There was also the crushing power of the Church on daily life, the brutality of the Magdalene asylums run for two centuries by Catholic orders, which the government acknowledged only in 2001 to have viciously abused thousands of women. As a sign of change, two years ago, due to the perseverance of amateur historian Catherine Corless, discovery was made of a mass grave in Tuam, near Galway, where as many as 800 bodies of babies and children from the Bon Secours Mother and Baby Home are buried. A small, spontaneous memorial has been created on the site, and excavations will be done there by the end of this year.
Much of the Irish experience is dark, but with the power of the Church diminishing and the country becoming more secular, Ireland is trending cosmopolitan and global. A high level of education has attracted multi-national companies. The country has welcomed immigrants, including many from eastern Europe. Ireland’s laws have become more liberal, providing access to abortion and gay marriage. (Prime Minister Leo Varadkar is gay.)

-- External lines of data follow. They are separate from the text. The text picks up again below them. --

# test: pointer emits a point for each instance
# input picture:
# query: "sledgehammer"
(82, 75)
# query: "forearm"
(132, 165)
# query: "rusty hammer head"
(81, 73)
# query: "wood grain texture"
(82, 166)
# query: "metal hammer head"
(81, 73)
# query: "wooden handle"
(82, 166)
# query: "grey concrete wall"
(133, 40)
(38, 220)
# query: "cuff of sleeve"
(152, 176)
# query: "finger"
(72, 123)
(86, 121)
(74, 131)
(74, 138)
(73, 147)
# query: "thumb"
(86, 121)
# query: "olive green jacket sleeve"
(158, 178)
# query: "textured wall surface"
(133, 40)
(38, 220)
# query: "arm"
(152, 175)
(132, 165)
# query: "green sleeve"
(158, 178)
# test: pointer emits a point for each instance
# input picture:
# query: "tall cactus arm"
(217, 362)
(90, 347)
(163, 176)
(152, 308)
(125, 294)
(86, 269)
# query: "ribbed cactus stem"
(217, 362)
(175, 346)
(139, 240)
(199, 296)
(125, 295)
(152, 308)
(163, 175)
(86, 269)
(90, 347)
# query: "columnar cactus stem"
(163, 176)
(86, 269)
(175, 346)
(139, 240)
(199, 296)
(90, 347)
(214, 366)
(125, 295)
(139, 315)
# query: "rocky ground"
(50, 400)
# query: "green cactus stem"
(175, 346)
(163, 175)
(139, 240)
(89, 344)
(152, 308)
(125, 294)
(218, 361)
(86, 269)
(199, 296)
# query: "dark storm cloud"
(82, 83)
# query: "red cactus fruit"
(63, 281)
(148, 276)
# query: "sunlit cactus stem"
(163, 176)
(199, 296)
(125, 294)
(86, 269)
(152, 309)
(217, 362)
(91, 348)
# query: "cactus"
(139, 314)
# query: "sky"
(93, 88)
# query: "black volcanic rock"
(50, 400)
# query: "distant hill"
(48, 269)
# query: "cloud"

Ireland’s painful history makes it all the more remarkable that the wonderful features of the country are topped off by the people themselves, friendly, open to conversation, helpful to visitors, and given to humor. When they say in Gaelic, “blessings until I see you again,” you know you want to return to the Emerald Isle and experience it again and again, perhaps starting with the exciting Museum of Literature, scheduled to open in Dublin this fall.